BioWorld International Correspondent
LONDON - The opening year of the millennium was the best to date for European biotechnology, with fund raising, valuations, revenues, company numbers and headcounts all reaching record levels.
In addition, alliances, and mergers and acquisitions were up by 54 percent in 1999, indicating a trend toward greater integration.
There are now around 1,570 European companies, compared to around 1,300 in the U.S., according to the eighth annual Survey of European Biotechnology, published last week by the management consultants Ernst and Young. But despite the record growth and now having more companies, the gap between European and U.S. biotechnology widened.
A flood of EUR30 billion (US$26.62 billion) of new capital in the U.S., compared to EUR6.5 billion in Europe, allowed the U.S. to pull further ahead. As the report notes, at EUR7 billion, Thousand Oaks, Calif.-based Amgen Inc.'s market capitalization is almost the same as the whole of the European sector.
Attaining critical mass should now be one of the primary goals of European biotechnology, according to Glen Crocker of Ernst and Young, lead author of the report. "A single pan-European high technology exchange is needed to encourage through a more liquid capital market that will generate higher exist valuations and tradable volumes," he said. Eight of the top 10 public companies have dual listings, indicating the imperative to look beyond national markets in order to develop a broad investor base.
The UK still leads the field, with 48 of Europe's 105 public companies, three times more than Germany. But Scandinavia (Denmark, Sweden, Finland and Norway) is the new biotechnology hot spot, with 16 public companies, or 22 percent of the total, sporting 56 products, or 28 percent of the entire European pipeline.
Almost 25 percent of revenues (EUR2 billion) are from UK companies and half of biotechnology employment is in the UK. Of 278 products in the pipelines of publicly traded companies, 128 are in UK companies, and the UK accounts for 13 of 27 products in Phase III trials.
However, the UK's dominance is under challenge. None of the top 10 initial public offerings, by amount raised in 2000, was raised by a UK company. And the state-funded expansion of biotechnology means that, for the first time, Germany has the most companies. It boasts 330, compared to 281 in the UK and 175 in France.
Leading German firms such as LION Bioscience AG and Evotec OAI, which were formed only recently, have already moved into the top tier of European biotechnology and have acquired U.S. and UK companies.
Other key findings of the report include:
There were 403 strategic alliances in 2000, up 54 percent over 1999. Big pharmaceutical companies are no longer necessarily the preferred partners, and biotech-to-biotech alliances are booming. In 1998, 86 percent of European biotech alliances was with pharmaceutical companies; this fell to 64 percent in 2000.

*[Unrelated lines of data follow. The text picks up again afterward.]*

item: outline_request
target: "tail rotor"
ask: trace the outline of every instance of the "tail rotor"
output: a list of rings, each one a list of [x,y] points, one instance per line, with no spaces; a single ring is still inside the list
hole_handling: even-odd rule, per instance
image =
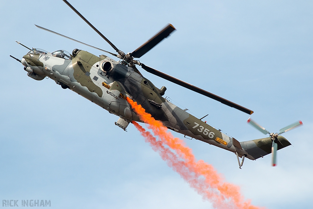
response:
[[[272,166],[276,166],[276,157],[277,156],[277,148],[278,148],[278,143],[279,143],[279,141],[277,138],[277,137],[280,134],[283,133],[285,133],[297,127],[303,125],[303,123],[300,120],[295,123],[291,124],[289,126],[287,126],[279,130],[279,133],[271,133],[269,131],[266,129],[264,128],[257,123],[255,121],[251,119],[250,118],[249,118],[247,122],[251,125],[258,130],[264,134],[269,134],[269,137],[271,138],[273,142],[272,143]]]

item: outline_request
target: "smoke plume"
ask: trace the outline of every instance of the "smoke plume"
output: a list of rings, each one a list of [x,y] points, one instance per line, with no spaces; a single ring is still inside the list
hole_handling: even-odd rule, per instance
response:
[[[203,198],[217,209],[260,209],[245,200],[239,187],[225,181],[213,166],[202,160],[197,160],[192,150],[182,140],[174,137],[161,122],[146,112],[140,105],[127,97],[127,101],[157,139],[137,123],[132,123],[152,149]]]

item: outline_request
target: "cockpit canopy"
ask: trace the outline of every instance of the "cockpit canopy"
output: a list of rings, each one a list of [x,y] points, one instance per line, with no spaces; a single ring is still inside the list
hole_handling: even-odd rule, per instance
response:
[[[71,60],[69,52],[65,50],[58,50],[51,53],[51,55],[54,57],[62,58],[65,60]]]
[[[30,55],[43,55],[48,54],[48,52],[41,49],[33,49],[28,53]]]

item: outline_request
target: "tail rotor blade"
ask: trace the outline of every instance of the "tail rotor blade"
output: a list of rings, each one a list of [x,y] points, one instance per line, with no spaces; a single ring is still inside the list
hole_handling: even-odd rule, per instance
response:
[[[276,166],[276,155],[278,145],[273,141],[272,143],[272,166]]]
[[[255,121],[251,119],[251,118],[249,118],[248,120],[247,121],[247,123],[254,126],[255,128],[264,134],[269,133],[269,131],[257,123]]]
[[[283,128],[280,130],[279,130],[280,132],[279,134],[287,132],[288,131],[290,131],[292,129],[293,129],[294,128],[298,127],[299,126],[301,126],[303,124],[303,123],[302,123],[302,121],[300,120],[299,120],[299,121],[297,121],[295,123],[294,123],[288,126],[286,126],[285,128]]]

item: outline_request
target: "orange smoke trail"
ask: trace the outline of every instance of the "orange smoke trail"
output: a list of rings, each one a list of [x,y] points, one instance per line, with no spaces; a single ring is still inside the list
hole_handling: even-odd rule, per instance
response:
[[[159,138],[157,140],[150,132],[133,121],[132,123],[146,141],[191,187],[204,199],[211,202],[214,207],[221,209],[260,208],[252,205],[250,200],[245,201],[240,194],[239,186],[225,182],[211,165],[202,160],[197,161],[191,149],[185,146],[183,141],[174,138],[167,131],[162,122],[146,112],[141,105],[137,105],[128,97],[126,99],[140,119],[148,124],[149,128]]]

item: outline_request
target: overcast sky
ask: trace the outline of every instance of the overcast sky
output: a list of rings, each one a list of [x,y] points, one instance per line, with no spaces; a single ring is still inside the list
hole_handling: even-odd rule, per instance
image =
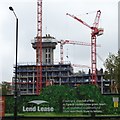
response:
[[[17,2],[16,2],[17,1]],[[97,10],[101,10],[99,27],[104,34],[97,38],[97,54],[105,60],[118,50],[118,1],[119,0],[43,0],[43,35],[51,34],[57,40],[74,40],[90,43],[91,30],[77,20],[66,16],[73,14],[92,26]],[[35,62],[31,40],[37,31],[37,0],[0,0],[0,80],[11,81],[15,64],[15,17],[19,18],[18,62]],[[89,14],[86,14],[89,13]],[[66,57],[68,56],[68,58]],[[91,48],[64,45],[64,60],[72,64],[91,66]],[[60,48],[55,50],[55,61],[60,61]],[[97,57],[98,69],[103,62]],[[77,68],[84,69],[84,68]]]

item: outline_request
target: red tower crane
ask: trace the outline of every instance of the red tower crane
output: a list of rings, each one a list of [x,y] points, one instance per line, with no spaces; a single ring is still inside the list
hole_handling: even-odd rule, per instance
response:
[[[42,0],[37,0],[36,94],[42,89]]]
[[[88,28],[90,28],[92,30],[92,33],[91,33],[92,84],[97,84],[97,81],[96,81],[96,79],[97,79],[97,74],[96,74],[96,37],[103,34],[103,29],[98,28],[99,20],[100,20],[100,16],[101,16],[101,11],[100,10],[97,11],[97,14],[96,14],[96,17],[95,17],[95,20],[94,20],[92,27],[74,15],[70,15],[68,13],[66,15],[69,15],[70,17],[81,22],[83,25],[87,26]]]
[[[60,63],[63,64],[63,45],[65,44],[73,44],[73,45],[84,45],[84,46],[91,46],[91,43],[80,42],[80,41],[73,41],[73,40],[60,40]],[[96,47],[101,47],[101,45],[96,45]]]

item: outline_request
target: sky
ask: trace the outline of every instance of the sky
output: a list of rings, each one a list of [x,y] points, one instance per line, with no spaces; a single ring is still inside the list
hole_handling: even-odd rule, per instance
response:
[[[97,37],[97,68],[109,53],[118,51],[118,1],[119,0],[43,0],[43,36],[50,34],[57,40],[74,40],[90,43],[91,30],[69,17],[77,16],[92,26],[97,10],[101,10],[99,27],[104,34]],[[37,0],[0,0],[0,81],[11,81],[15,64],[15,24],[14,14],[19,19],[18,63],[35,62],[35,50],[31,41],[37,33]],[[86,14],[88,13],[88,14]],[[60,61],[60,46],[55,49],[54,61]],[[68,57],[66,57],[68,56]],[[64,61],[72,64],[91,66],[91,48],[80,45],[64,45]],[[85,68],[74,68],[84,70]]]

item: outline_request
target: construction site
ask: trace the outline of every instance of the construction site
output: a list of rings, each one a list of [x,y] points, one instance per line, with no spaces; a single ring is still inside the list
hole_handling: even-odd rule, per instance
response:
[[[109,92],[110,82],[103,80],[103,69],[97,70],[96,62],[96,48],[100,47],[100,45],[96,44],[96,39],[103,35],[104,32],[103,28],[99,28],[101,11],[96,11],[92,26],[74,15],[66,14],[74,19],[75,22],[80,22],[91,30],[90,43],[57,40],[50,34],[42,35],[42,14],[42,0],[37,0],[37,36],[31,41],[32,48],[36,51],[36,63],[17,64],[17,89],[20,94],[38,95],[44,87],[49,85],[70,85],[76,87],[81,84],[98,85],[102,93]],[[58,53],[60,54],[60,62],[56,63],[54,60],[54,50],[58,44],[60,44],[60,53]],[[64,44],[91,47],[91,66],[81,65],[81,67],[88,68],[88,73],[75,73],[73,67],[78,65],[64,62]],[[13,76],[12,84],[14,88],[15,76]]]

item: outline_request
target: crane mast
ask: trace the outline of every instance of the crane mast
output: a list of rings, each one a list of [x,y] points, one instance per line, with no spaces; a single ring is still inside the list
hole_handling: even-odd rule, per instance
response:
[[[42,0],[37,0],[36,94],[42,89]]]
[[[98,10],[93,26],[89,26],[87,23],[85,23],[84,21],[82,21],[81,19],[77,18],[74,15],[70,15],[70,14],[66,14],[69,15],[70,17],[74,18],[75,20],[81,22],[83,25],[87,26],[88,28],[90,28],[92,30],[91,33],[91,69],[92,69],[92,84],[97,84],[97,73],[96,73],[96,37],[99,35],[103,34],[103,29],[102,28],[98,28],[99,25],[99,20],[100,20],[100,15],[101,15],[101,11]]]

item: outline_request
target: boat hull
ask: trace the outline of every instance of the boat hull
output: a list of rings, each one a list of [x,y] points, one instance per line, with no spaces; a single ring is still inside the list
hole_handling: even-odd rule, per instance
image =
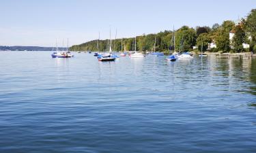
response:
[[[98,58],[98,60],[101,62],[106,62],[106,61],[115,61],[115,58]]]

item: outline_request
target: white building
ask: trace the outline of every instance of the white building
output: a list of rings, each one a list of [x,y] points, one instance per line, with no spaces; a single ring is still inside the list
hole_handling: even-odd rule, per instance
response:
[[[233,36],[235,36],[235,33],[234,31],[231,31],[229,32],[229,42],[230,42],[230,48],[231,49],[233,49],[233,46],[232,46],[232,40],[233,40]],[[249,44],[245,44],[245,43],[243,43],[242,44],[242,47],[246,49],[246,48],[250,48],[250,45]]]
[[[208,44],[208,48],[209,48],[210,49],[212,49],[212,48],[217,48],[217,46],[216,46],[215,41],[213,41],[212,42],[210,43],[210,44]]]

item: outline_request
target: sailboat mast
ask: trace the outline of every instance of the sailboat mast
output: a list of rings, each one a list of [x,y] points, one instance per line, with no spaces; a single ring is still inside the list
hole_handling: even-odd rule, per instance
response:
[[[111,41],[111,27],[109,29],[109,52],[111,52],[111,46],[112,46],[112,41]]]
[[[114,43],[114,52],[115,50],[115,41],[117,41],[117,29],[115,29],[115,43]]]
[[[155,35],[155,44],[154,44],[154,52],[156,52],[156,36]]]
[[[122,39],[122,41],[121,41],[121,52],[123,51],[123,38]]]
[[[68,52],[68,43],[67,43],[67,52]]]
[[[59,49],[58,49],[58,44],[57,44],[57,38],[56,38],[56,51],[58,52]]]
[[[136,35],[135,35],[135,52],[136,52]]]
[[[97,50],[98,50],[98,52],[99,52],[99,39],[100,39],[100,32],[99,32],[99,37],[97,39]]]
[[[175,52],[175,33],[174,31],[174,26],[173,26],[173,52]]]

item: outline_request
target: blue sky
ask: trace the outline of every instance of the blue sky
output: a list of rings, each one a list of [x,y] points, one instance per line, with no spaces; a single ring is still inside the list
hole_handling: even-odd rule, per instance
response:
[[[79,44],[245,17],[255,0],[1,0],[0,46]]]

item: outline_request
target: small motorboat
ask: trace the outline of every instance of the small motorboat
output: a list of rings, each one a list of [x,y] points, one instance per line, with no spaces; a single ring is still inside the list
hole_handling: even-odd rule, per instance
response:
[[[121,54],[120,54],[120,56],[123,56],[123,57],[124,57],[124,56],[126,56],[126,52],[122,52],[122,53],[121,53]]]
[[[130,58],[144,58],[145,55],[141,52],[137,52],[135,51],[134,54],[130,55]]]
[[[98,56],[98,54],[98,54],[98,52],[95,52],[94,54],[94,56]]]
[[[101,61],[101,62],[115,61],[115,58],[113,58],[113,57],[103,57],[103,58],[98,58],[98,60],[99,61]]]
[[[175,55],[171,55],[167,58],[167,60],[169,61],[175,61],[177,60],[177,57]]]
[[[156,56],[164,56],[164,53],[162,52],[152,52],[151,54],[152,55]]]
[[[53,58],[69,58],[74,56],[74,55],[71,54],[71,52],[69,51],[64,52],[53,52],[51,56]]]
[[[198,56],[199,56],[199,57],[206,57],[206,56],[207,56],[207,54],[199,54],[198,55]]]
[[[177,55],[177,58],[179,59],[189,59],[193,58],[193,56],[189,54],[189,52],[184,52],[180,55]]]
[[[119,56],[117,56],[117,54],[111,54],[111,56],[112,58],[115,58],[115,59],[119,59]]]

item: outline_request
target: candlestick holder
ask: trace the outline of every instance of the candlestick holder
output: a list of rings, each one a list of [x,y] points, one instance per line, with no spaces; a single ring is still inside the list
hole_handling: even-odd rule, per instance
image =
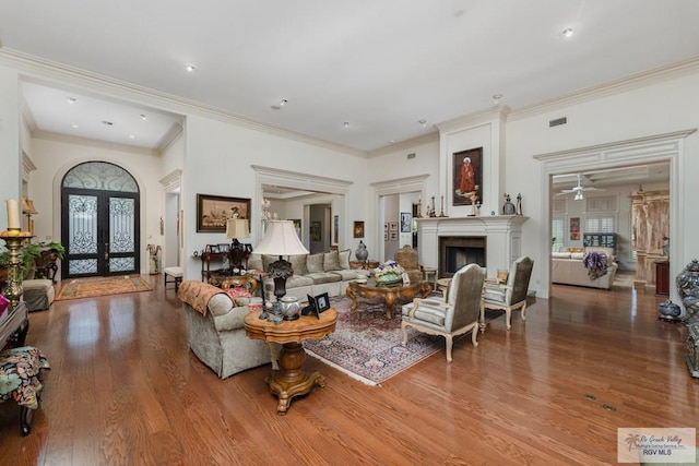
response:
[[[10,256],[8,261],[8,285],[3,295],[10,300],[10,308],[14,310],[20,303],[20,298],[23,294],[22,280],[20,279],[22,271],[20,267],[22,263],[20,260],[20,247],[26,238],[20,236],[20,228],[10,228],[7,231],[2,231],[0,237],[4,240]]]
[[[443,195],[439,201],[439,217],[440,218],[447,217],[447,215],[445,215],[445,196]]]

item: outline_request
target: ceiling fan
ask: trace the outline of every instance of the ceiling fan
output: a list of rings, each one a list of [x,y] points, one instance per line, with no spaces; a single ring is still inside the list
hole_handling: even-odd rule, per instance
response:
[[[571,189],[564,189],[559,193],[557,193],[556,195],[576,194],[573,200],[582,201],[583,200],[583,196],[582,196],[582,192],[583,191],[604,191],[604,190],[600,189],[600,188],[594,188],[594,187],[583,187],[582,186],[582,174],[578,174],[578,186],[573,187]]]

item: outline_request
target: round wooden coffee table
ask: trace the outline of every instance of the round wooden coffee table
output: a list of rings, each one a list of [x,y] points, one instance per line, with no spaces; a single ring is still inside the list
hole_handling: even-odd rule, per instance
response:
[[[266,378],[270,392],[280,401],[276,407],[277,415],[286,414],[294,396],[309,393],[313,385],[325,386],[325,378],[320,372],[309,374],[304,371],[306,351],[301,342],[320,339],[333,333],[337,323],[336,310],[325,310],[320,314],[320,319],[316,315],[301,315],[295,321],[284,321],[281,324],[260,319],[260,312],[250,312],[245,316],[244,323],[248,337],[283,345],[280,369],[273,370]]]
[[[427,298],[433,292],[433,286],[427,282],[415,282],[408,285],[381,285],[374,278],[367,283],[351,282],[345,294],[352,299],[352,310],[357,309],[357,297],[381,298],[384,302],[386,318],[391,319],[392,308],[395,301],[401,299],[413,299],[417,296]]]

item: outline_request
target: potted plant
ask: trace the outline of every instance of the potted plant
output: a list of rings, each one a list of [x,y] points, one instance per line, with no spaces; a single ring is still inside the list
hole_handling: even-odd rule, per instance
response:
[[[31,242],[20,247],[20,262],[24,271],[24,278],[29,278],[36,267],[46,267],[46,263],[54,263],[66,256],[66,248],[60,242]],[[10,251],[0,247],[0,268],[7,268],[10,262]],[[0,273],[2,275],[2,273]],[[0,277],[0,279],[2,279]]]

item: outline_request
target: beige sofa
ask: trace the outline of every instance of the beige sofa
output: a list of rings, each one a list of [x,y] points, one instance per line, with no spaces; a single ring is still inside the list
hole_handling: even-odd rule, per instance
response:
[[[221,379],[272,361],[270,346],[246,334],[247,298],[234,302],[221,288],[198,280],[182,282],[177,297],[183,302],[189,347]]]
[[[351,254],[352,251],[347,249],[284,258],[292,263],[294,270],[294,275],[286,280],[286,296],[295,296],[299,301],[305,301],[307,295],[344,295],[347,285],[363,272],[350,266]],[[277,260],[279,255],[252,254],[248,260],[248,268],[266,271]],[[264,290],[265,299],[274,300],[274,280],[265,278],[263,282],[263,286],[258,289]]]
[[[602,252],[607,254],[607,273],[590,279],[589,271],[582,263],[584,254],[588,252]],[[583,252],[570,252],[567,248],[561,248],[560,252],[552,253],[550,276],[552,282],[562,285],[587,286],[591,288],[609,289],[614,284],[614,277],[618,270],[615,262],[614,249],[588,246]]]

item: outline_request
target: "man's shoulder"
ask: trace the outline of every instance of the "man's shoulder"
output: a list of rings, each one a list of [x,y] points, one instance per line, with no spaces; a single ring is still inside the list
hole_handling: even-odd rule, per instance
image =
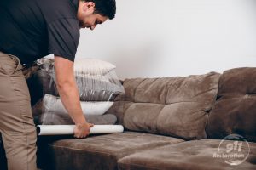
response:
[[[77,19],[79,0],[37,0],[39,8],[49,23],[60,19]]]

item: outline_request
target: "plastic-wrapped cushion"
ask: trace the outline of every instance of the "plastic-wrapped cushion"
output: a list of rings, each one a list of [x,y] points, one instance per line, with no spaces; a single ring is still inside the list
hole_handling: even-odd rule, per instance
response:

European biotech indexes outperformed the London Stock Exchange, Nasdaq and the pharmaceutical sector, as investors differentiated biotechnology from other high technology stocks. While Nasdaq fell by 39 percent, European share indices rose by 50 percent to 75 percent. This is evidence that investor attitudes are maturing, as investors are beginning to view companies in their own right, rather than as an amorphous group called biotech.
This strong market underpinned a funding boom, with EUR6.5 billion raised in 2000, up from EUR1.1 billion in 1999.
Thirty-nine companies had IPOs, doubling the number of listed companies, with the amount raised from EUR0.3 billion to EUR3 billion. The average amount raised per company doubled to EUR80 million. At the end of 2000, the total value of quoted companies was EUR75 billion, compared to EUR36 billion at the end of 1999.
European biotechnology companies are more financially secure than ever before, with 60 percent of the publicly quoted companies having more than four years worth of operating money.
The increase in public valuation fed private equity fundraising, with over 40 companies raising more than EUR10 million, compared to 18 firms in 1999. At EUR1.2 billion, more money was invested by venture capitalists than in the previous five years together.
In terms of financial performance, revenues were up 38 percent to EUR8.7 billion, research and development expenditures up 48 percent to EUR5 billion, and net loss up 42 percent to EUR1.6 billion.